2. Time for themselves so they can recharge
Being an introvert is tiring. They are expected to function in a world which is full of noisy activity all the time. Stimulus triggers the introvert and there is nothing they can do about it. The same torture day in and day out leaves them feeling exhausted and drained. It is paramount that they get some quiet time each day, where they can recuperate, relax and rejuvenate their depleted energy resources. They need to catch up with themselves. If they don’t, they run the risk of chronic fatigue as well as mental exhaustion.
3. Conversations which enlighten and enrich them
Introverts feel everything at a much deeper level. They are not interested in gossiping about what is happening in some random person’s life. They would much rather have serious and possibly intimate conversations which expand their mental horizons. This is one of the main reasons why they struggle trying to have a good time at a party. Casual talks, loud music and being surrounded by a handful of strangers, is just not a natural environment for them. They would much rather spend their time talking at length with one person, than making the acquaintance of ten more.

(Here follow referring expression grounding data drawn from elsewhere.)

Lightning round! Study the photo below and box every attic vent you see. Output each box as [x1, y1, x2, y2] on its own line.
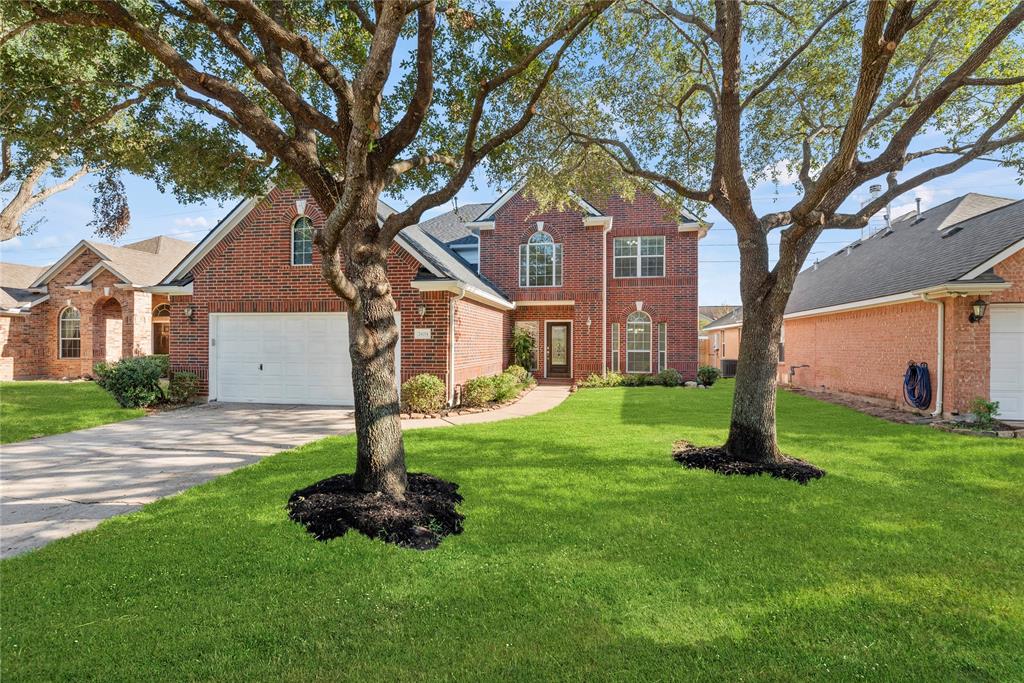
[878, 228, 894, 238]
[941, 226, 963, 239]
[845, 242, 860, 255]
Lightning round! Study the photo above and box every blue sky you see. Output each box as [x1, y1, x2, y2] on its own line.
[1, 158, 1020, 305]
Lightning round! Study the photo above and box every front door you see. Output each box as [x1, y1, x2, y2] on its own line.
[546, 322, 571, 378]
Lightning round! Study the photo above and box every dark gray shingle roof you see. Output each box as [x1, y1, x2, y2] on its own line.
[397, 225, 510, 305]
[786, 194, 1023, 315]
[704, 306, 743, 330]
[417, 203, 489, 245]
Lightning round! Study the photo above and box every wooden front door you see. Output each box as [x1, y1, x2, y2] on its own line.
[546, 322, 571, 377]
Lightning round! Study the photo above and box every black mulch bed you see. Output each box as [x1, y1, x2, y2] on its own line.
[287, 473, 464, 550]
[672, 440, 825, 484]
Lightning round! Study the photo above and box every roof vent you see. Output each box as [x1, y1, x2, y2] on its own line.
[879, 228, 893, 238]
[941, 226, 963, 239]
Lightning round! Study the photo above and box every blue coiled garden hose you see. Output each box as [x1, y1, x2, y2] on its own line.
[903, 361, 932, 410]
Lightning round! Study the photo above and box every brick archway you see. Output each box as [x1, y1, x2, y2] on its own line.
[93, 297, 124, 364]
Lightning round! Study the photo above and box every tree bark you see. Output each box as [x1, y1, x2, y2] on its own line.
[337, 201, 408, 500]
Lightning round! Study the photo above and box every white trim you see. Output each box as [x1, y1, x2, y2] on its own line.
[959, 237, 1024, 280]
[410, 280, 514, 310]
[784, 281, 1013, 320]
[612, 235, 666, 279]
[919, 294, 944, 417]
[393, 233, 445, 278]
[624, 310, 653, 374]
[65, 284, 94, 292]
[29, 241, 110, 288]
[142, 283, 194, 295]
[448, 287, 465, 405]
[514, 299, 575, 307]
[58, 305, 82, 359]
[583, 215, 613, 229]
[473, 178, 608, 227]
[610, 322, 620, 373]
[568, 192, 603, 217]
[702, 321, 742, 331]
[658, 321, 668, 373]
[74, 261, 132, 286]
[543, 319, 573, 379]
[162, 196, 262, 283]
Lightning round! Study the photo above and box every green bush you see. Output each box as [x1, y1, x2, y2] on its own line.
[95, 356, 165, 408]
[697, 365, 721, 387]
[604, 371, 624, 387]
[148, 354, 170, 378]
[969, 397, 1000, 429]
[492, 372, 520, 402]
[92, 361, 112, 383]
[579, 372, 627, 388]
[504, 364, 530, 385]
[657, 368, 683, 386]
[461, 376, 496, 407]
[401, 374, 446, 413]
[167, 371, 199, 404]
[510, 327, 536, 372]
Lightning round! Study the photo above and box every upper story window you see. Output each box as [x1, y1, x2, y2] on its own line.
[625, 311, 651, 373]
[519, 231, 562, 287]
[292, 216, 314, 265]
[614, 236, 665, 278]
[59, 307, 81, 358]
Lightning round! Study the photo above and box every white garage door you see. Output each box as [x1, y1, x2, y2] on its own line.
[990, 305, 1024, 420]
[210, 313, 400, 406]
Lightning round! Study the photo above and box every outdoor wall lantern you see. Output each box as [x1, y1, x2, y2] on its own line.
[183, 304, 196, 320]
[417, 303, 427, 318]
[969, 298, 988, 323]
[586, 316, 592, 330]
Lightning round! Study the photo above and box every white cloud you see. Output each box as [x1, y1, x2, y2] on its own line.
[173, 216, 211, 229]
[30, 235, 64, 249]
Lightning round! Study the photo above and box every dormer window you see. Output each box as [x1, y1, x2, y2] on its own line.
[519, 231, 562, 287]
[292, 216, 314, 265]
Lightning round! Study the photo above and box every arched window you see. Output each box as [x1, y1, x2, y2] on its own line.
[153, 303, 171, 318]
[625, 311, 651, 373]
[292, 216, 314, 265]
[152, 304, 171, 355]
[519, 231, 562, 287]
[59, 307, 81, 359]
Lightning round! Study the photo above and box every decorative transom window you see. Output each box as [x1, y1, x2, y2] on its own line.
[292, 216, 314, 265]
[626, 311, 651, 373]
[59, 307, 81, 359]
[614, 236, 665, 278]
[153, 303, 171, 318]
[519, 231, 562, 287]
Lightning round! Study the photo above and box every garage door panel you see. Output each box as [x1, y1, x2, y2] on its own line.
[991, 307, 1024, 420]
[213, 313, 398, 406]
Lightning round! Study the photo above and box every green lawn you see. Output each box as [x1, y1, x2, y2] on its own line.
[2, 382, 1022, 681]
[0, 381, 144, 444]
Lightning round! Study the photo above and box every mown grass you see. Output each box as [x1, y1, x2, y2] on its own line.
[0, 381, 144, 444]
[2, 381, 1022, 681]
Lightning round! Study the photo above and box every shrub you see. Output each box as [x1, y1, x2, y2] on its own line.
[697, 365, 721, 387]
[969, 397, 1000, 429]
[577, 372, 626, 389]
[92, 361, 112, 383]
[95, 356, 165, 408]
[604, 371, 624, 387]
[657, 368, 683, 387]
[504, 364, 530, 385]
[167, 371, 199, 404]
[401, 374, 446, 413]
[492, 372, 520, 402]
[621, 373, 645, 387]
[510, 327, 536, 372]
[461, 375, 496, 407]
[148, 354, 170, 378]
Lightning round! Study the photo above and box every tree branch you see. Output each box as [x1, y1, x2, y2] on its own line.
[344, 1, 377, 34]
[384, 153, 457, 184]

4. Friends and family who doesn’t force them to socialize
It is a general misconception that introverts don’t have/like to make friends. They do have their friends but it is usually a very select group who understand their special needs. Due to the reason mentioned before, it can be quite difficult for an introvert to make friends. But the ones that they are friends with know that their introvert friend might not always be up for an adventure like them. And they respect the wishes of their friend; instead of guilt-tripping them into attending parties/socializing against their will.
5. Being able to stay silent for long stretches of time
These friends also understand their need to be silent sometimes and not speak a word. And they are completely fine with it. Introverts and by association their friends, know that it is not always necessary to be talking to enjoy each other’s company. Introverts analyze everything deeply and so it is natural for them to have long pauses in between conversation. They need people who don’t get awkward because of these gaps in the conversation and are comfortable in contemplating on their own. After all, they do say that silence is golden.
6. People who understand that sometimes they might not have all the answers
It is not unusual for an introvert to run out of words to express how they are feeling. Most of the times, they are too overwhelmed by the intensity of their emotions to be able to articulate them in words. In such situations, being around people who can understand them despite the few words uttered is nothing less than bliss for an introvert.
7. A time and a space to do things at their own pace
Nothing can be better for an introvert than a quiet sanctuary of their own. They are a thousand times more productive when left on their own, as opposed to working in a team. They also need this space to pursue their passions, away from the prying eyes of the world; a place where they can be alone with their thoughts and enough time in a day to be able to make this possible. It is true that an introvert has to maneuver through a world which largely operates according to the extroverts. That doesn’t stop them from carving a niche for themselves or change their need for solitude.